Todo lo desagradable que nos pueda ocurrir, decía Lola, nos encontrará con la guardia levantada, pues Imma ya ha vivido todo esto. Durante dos días, decía Lola, hemos estado trabajando en Lérida, en un restaurante de carretera cuyo dueño es también propietario de una huerta de manzanas. La huerta era grande y de los árboles colgaban ya las manzanas verdes. Dentro de poco empezaría la recolección de las manzanas y el dueño les había pedido que se quedaran hasta entonces.
Imma había estado hablando con él mientras Lola leía un libro del poeta de Mondragón (en la mochila llevaba todos los que éste había publicado hasta entonces) junto a la tienda de campaña canadiense en la que ambas dormían y que estaba montada a la sombra de un álamo, el único álamo que había visto por aquellas huertas, al lado de un garaje que ya nadie usaba. Poco después apareció Imma y no quiso explicarle el trato que le había propuesto el dueño del restaurante. Al día siguiente salieron otra vez a la carretera, sin despedirse de nadie, a hacer autoestop. En Zaragoza durmieron en casa de una antigua amiga de Imma, de los tiempos de la universidad. Lola estaba muy cansada y se fue a la cama temprano y en sueños oyó risas y luego voces fuertes y recriminaciones, casi todas proferidas por Imma pero también algunas por su amiga. Hablaban de otros años, de la lucha contra el franquismo, de la cárcel de mujeres de Zaragoza. Hablaban de un hoyo, un agujero muy profundo de donde se podía extraer petróleo o carbón, de una selva subterránea, de un comando de mujeres suicidas. Acto seguido la carta de Lola daba un giro. Yo no soy lesbiana, decía, no sé por qué te lo digo, no sé por qué te trato como a un niño diciéndote esto. La homosexualidad es un fraude, es un acto de violencia cometido contra nosotros en nuestra adolescencia, decía. Imma lo sabe. Lo sabe, lo sabe, es demasiado lúcida como para ignorarlo, pero no puede hacer nada, salvo ayudar.
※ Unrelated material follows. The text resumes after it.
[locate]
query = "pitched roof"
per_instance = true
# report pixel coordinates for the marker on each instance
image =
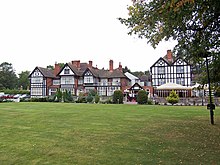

Imma es lesbiana, cada día cientos de miles de vacas son sacrificadas, cada día una manada de hervíboros o varias manadas de hervíboros recorren el valle, de norte a sur, con una lentitud y al mismo tiempo con una velocidad que me produce náuseas, ahora mismo, ahora, ahora, ¿lo puedes tú entender, Óscar? No, no lo puedo entender, pensaba Amalfitano, mientras a dos manos sostenía la carta, como si fuera un salvavidas hecho de cañas y de hierba, y con el pie movía pausadamente la sillitamecedora de su hija.
Después Lola evocaba otra vez la noche aquella en que había hecho el amor con el poeta que yacía, majestuoso y semisecreto, en el manicomio de Mondragón. Aún era libre, aún no había sido internado en ningún centro psiquiátrico. Vivía en Barcelona, en casa de un filósofo homosexual, y juntos organizaban fiestas una vez a la semana o una vez cada quince días.
Yo entonces todavía no sabía nada de ti. No sé si habías llegado a España o estabas en Italia o en Francia o en algún agujero inmundo de Latinoamérica. Las fiestas de este filósofo homosexual eran famosas en Barcelona. Se decía que el poeta y el filósofo eran amantes, pero la verdad es que no parecían amantes.